The defeat of 11 September was the definitive nadir for Catalan language. The notary public Aleix Claramunt, in the chronicle of the siege of Barcelona of 1713-1714, explicitly titled “Per desengany dels esdevenidors” [To the disappointment of those to come] wrote: “May his divine majesty look upon us in pity so that we may learn to mend our ways and fulfil our obligations as loyal vassals. As time goes by things settle down”. As everyone knows, things “did not settle down” at all, but Catalan language was still alive and kicking in the street even in the harshest times of political persecution; a persecution that was brutal and has been documented beyond dispute by Ferrer i Gironès.

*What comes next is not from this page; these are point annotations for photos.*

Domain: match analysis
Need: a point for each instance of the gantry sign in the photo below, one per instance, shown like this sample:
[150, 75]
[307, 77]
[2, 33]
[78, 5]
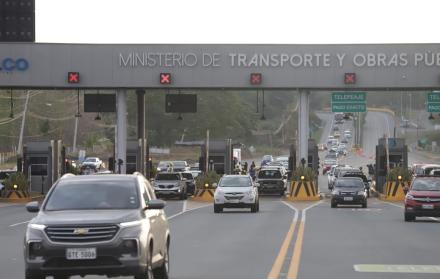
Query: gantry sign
[345, 67]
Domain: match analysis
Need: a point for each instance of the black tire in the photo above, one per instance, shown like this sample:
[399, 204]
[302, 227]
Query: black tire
[163, 271]
[409, 217]
[254, 208]
[217, 208]
[183, 195]
[33, 275]
[148, 273]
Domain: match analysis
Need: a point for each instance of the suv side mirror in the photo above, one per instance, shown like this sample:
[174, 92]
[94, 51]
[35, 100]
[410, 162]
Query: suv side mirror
[155, 204]
[33, 206]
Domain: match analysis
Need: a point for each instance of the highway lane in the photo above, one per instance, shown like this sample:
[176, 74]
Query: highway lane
[337, 239]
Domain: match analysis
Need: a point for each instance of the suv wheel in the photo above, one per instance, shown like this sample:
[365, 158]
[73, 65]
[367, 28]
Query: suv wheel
[254, 208]
[409, 217]
[148, 273]
[33, 275]
[217, 208]
[162, 271]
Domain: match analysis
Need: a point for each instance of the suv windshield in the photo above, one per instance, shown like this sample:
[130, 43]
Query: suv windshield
[232, 181]
[269, 174]
[349, 183]
[426, 185]
[93, 194]
[167, 176]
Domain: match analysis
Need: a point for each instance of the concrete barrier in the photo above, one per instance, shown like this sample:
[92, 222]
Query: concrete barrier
[303, 191]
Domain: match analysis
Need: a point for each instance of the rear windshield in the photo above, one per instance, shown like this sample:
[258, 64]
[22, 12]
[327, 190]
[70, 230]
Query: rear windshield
[349, 183]
[235, 181]
[426, 185]
[92, 194]
[167, 176]
[269, 174]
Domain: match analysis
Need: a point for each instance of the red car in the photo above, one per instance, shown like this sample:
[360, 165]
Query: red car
[423, 198]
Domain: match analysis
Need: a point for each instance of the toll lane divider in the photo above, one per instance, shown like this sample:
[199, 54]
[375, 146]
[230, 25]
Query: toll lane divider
[394, 191]
[204, 195]
[303, 191]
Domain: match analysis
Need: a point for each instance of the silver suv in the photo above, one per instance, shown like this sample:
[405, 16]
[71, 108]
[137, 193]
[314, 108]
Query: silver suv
[236, 191]
[170, 184]
[102, 225]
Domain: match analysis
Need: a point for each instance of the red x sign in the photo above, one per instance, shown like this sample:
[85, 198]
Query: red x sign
[73, 77]
[350, 78]
[165, 78]
[256, 78]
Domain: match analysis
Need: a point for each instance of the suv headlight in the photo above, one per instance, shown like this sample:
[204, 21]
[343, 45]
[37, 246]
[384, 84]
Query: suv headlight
[130, 224]
[37, 227]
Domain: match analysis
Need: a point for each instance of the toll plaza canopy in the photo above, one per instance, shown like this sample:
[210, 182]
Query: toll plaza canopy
[392, 66]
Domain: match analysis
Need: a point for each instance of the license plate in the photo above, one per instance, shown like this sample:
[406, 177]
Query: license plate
[81, 253]
[427, 206]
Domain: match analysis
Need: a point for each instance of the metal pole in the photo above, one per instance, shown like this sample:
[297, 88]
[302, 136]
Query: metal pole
[303, 121]
[207, 151]
[20, 140]
[121, 123]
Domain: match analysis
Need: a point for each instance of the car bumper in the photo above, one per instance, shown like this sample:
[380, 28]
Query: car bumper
[110, 261]
[344, 200]
[418, 211]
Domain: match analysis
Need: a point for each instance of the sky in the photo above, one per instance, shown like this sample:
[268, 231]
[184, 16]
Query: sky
[237, 21]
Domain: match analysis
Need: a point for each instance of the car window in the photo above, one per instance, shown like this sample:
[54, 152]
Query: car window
[426, 185]
[167, 176]
[93, 194]
[235, 181]
[187, 176]
[269, 174]
[347, 183]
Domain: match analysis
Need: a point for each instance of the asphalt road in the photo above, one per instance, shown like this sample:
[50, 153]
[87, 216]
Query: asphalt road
[306, 240]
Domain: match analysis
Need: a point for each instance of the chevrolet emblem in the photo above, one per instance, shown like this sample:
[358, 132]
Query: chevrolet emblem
[81, 231]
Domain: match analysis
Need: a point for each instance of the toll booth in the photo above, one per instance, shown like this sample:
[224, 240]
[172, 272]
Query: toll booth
[220, 157]
[312, 155]
[136, 154]
[398, 157]
[43, 164]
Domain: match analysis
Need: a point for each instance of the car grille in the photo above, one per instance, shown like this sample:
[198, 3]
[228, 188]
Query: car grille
[81, 234]
[166, 186]
[426, 199]
[348, 193]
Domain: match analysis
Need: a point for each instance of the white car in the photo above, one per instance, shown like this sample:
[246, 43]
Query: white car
[236, 191]
[93, 162]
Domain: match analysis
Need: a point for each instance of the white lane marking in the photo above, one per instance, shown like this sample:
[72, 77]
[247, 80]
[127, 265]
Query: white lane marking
[401, 206]
[17, 224]
[393, 268]
[189, 210]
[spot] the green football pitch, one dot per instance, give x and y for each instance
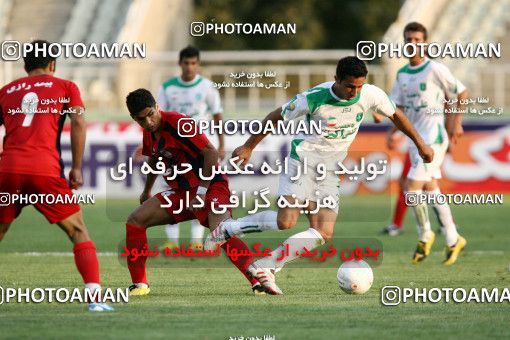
(189, 302)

Perhaps this is why the most innovative part of the volume are the articles “Paraules de la ciutat del Born” [Words of the city of El Born], by Garcia Espuche, which documents the rich vocabulary of the time, and the extraordinary “La llengua de la documentació notarial de la Barcelona del 1700” [The language of notarial documentation of Barcelona in 1700], by Xavier Cazeneuve, which shows that Castilian barely existed in documents before 1714 and had a purely token presence afterwards, simply because people did not speak the language of Castille. It took a full-blown and minutely-orchestrated programme of brutal repression by the absolutist Bourbons to attempt to turn the tide and make Catalan a minority language.